I do know that I’m not supposed to be here. I’m in the wrong parallel universe at the moment. The universe I’m supposed to be in is in France. But this year, everything’s upside-down. Even if I was in France, even if the ‘Tour was running right now, they put together a screwy course that has the last week in the Alps again, just like last year. Right now, Kevin and I should have arrived in either Paris (CDG) about an hour ago, or Geneva (GVA) about an hour or two from now. If we were heading to the Pyrenees, it would be Paris, where we’d have 4 hours to make the transfer to Gare Montparnasse. Best option is the Air France bus, which takes you from outside the terminal at CDG straight to the Gare Montparnasse train station. The train leaves at 12:47, arriving Lourdes at 5:39. This is not the best example of high-speed rail in France; once you get past Bordeaux, it’s pretty ancient & slow track. Last year, before the course was announced, that’s what we expected to do.
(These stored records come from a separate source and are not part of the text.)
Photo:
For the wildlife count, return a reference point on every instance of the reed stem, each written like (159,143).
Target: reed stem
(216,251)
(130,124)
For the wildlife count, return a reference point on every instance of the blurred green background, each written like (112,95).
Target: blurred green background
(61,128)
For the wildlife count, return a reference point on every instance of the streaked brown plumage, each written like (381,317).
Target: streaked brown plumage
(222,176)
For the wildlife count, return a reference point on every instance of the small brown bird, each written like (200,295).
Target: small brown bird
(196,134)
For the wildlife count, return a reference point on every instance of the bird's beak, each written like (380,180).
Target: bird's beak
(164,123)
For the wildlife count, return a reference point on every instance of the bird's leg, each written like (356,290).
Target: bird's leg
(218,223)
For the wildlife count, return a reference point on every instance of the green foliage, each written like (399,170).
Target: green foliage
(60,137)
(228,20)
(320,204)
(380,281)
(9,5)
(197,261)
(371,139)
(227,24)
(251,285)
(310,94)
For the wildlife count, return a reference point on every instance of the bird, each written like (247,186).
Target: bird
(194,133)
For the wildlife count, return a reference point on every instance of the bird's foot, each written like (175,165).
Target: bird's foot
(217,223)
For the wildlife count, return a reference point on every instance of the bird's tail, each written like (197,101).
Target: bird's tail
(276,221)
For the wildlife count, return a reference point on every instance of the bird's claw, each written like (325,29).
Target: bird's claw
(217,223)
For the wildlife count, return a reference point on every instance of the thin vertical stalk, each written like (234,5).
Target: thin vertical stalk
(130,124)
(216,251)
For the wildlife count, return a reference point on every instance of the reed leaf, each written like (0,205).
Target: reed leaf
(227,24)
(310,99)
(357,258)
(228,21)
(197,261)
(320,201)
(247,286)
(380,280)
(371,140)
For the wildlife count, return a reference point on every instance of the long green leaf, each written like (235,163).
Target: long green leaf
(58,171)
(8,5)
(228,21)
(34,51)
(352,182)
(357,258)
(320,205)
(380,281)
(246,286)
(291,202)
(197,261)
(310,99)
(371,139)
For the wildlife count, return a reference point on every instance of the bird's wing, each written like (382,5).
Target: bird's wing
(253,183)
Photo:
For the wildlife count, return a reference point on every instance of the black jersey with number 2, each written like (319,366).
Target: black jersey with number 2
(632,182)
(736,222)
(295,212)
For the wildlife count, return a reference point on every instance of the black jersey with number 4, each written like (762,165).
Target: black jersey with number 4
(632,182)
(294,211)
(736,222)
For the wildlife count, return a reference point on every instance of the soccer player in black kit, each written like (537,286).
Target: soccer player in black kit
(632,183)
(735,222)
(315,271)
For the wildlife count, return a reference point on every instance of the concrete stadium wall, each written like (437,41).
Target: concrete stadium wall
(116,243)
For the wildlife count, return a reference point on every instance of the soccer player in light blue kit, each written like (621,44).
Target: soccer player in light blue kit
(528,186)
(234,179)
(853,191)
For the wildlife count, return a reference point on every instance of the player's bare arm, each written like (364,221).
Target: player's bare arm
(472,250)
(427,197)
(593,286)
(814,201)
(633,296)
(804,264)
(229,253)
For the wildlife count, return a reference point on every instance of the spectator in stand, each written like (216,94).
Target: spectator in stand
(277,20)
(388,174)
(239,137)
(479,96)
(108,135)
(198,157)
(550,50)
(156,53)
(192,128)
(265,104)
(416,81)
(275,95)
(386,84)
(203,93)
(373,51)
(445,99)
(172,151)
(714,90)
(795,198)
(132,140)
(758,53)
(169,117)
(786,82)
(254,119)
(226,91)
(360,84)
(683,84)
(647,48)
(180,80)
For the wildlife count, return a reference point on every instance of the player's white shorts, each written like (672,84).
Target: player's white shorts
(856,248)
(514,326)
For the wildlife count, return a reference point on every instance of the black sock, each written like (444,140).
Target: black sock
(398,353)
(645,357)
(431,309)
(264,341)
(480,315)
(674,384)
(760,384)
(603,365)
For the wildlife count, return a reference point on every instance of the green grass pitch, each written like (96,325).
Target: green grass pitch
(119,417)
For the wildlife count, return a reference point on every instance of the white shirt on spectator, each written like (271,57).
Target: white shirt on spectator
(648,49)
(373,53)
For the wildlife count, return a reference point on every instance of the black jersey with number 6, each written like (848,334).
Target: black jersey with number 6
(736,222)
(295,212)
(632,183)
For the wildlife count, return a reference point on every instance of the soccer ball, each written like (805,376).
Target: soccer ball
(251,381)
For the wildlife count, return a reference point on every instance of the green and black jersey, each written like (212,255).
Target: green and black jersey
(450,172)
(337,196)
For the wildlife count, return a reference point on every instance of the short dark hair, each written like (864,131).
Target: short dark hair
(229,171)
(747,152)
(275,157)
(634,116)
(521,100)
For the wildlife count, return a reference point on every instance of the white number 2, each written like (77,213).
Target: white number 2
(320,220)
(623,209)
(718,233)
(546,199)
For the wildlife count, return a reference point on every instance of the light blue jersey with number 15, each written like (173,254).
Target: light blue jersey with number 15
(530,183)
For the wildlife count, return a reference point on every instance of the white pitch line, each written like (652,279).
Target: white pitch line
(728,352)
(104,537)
But they did the screwy thing with the course that I mentioned, so instead, we’d be heading back to the Alps again. Probably flying into Geneva and taking a short train from the airport to the main Geneva train station, then a two hour not-terribly-fast train to Grenoble.

Whether Lourdes or Grenoble we have apartments we stay in within an extremely short walk from the train station. Less than 100 meters in Lourdes, maybe 300 meters in Grenoble.

In my mind, right now, I’m navigating the transfer from the airport to the train. Seriously, this is the first time I’ve been here in Redwood City, on the 3rd Thursday of July, in 10 years. No, 12 I think. I think 2008 was the last ‘Tour I missed. To Grenoble, since that’s where the final week of climbing is this year. Kevin and I will arrive, with our two Bike Fridays each in their own suitcase, two other suitcases with clothes & whatever is needed for 12 days away from home, plus a backpack each, one with camera gear, the other laptops & such. It’s a bit of a struggle getting it all loaded up into the train, but not too bad; we’re pretty used to it by now. But obviously, the fewer connections, the better.

We’ll arrive at our apartment in Grenoble about 5:30pm, same time we would have arrive in Lourdes had that been our destination. Check in, get a shower, then head out to eat. Stay up until 11pm or so France time, making it a very, very, VERY long travel day, but with the benefit that you sleep straight through and actually feel kind of normal waking up on the other side of the world at 8am “their” time, which is 11pm back home. That’s a lot of time difference!

But, that’s not where I am. And even if the ‘Tour hadn’t been rescheduled to September, I still wouldn’t be there, because it’s still way too busy at the shop. Kevin and I do have plans & tickets to go in September, but getting the shop moved might keep that from happening (although it’s possible that we might want to just close the shop for 12 days then anyway, just to give everyone a rest). And it’s possible that Covid-19 will still be going strong enough in California that Europe won’t let us in. It’s looking pretty doubtful at the moment, which is exactly the reason I ought to try and do everything I can to make it happen. I wish it was Lourdes we’d be heading back to, but I’ll settle for Grenoble and the screwy course they’ve laid out this year.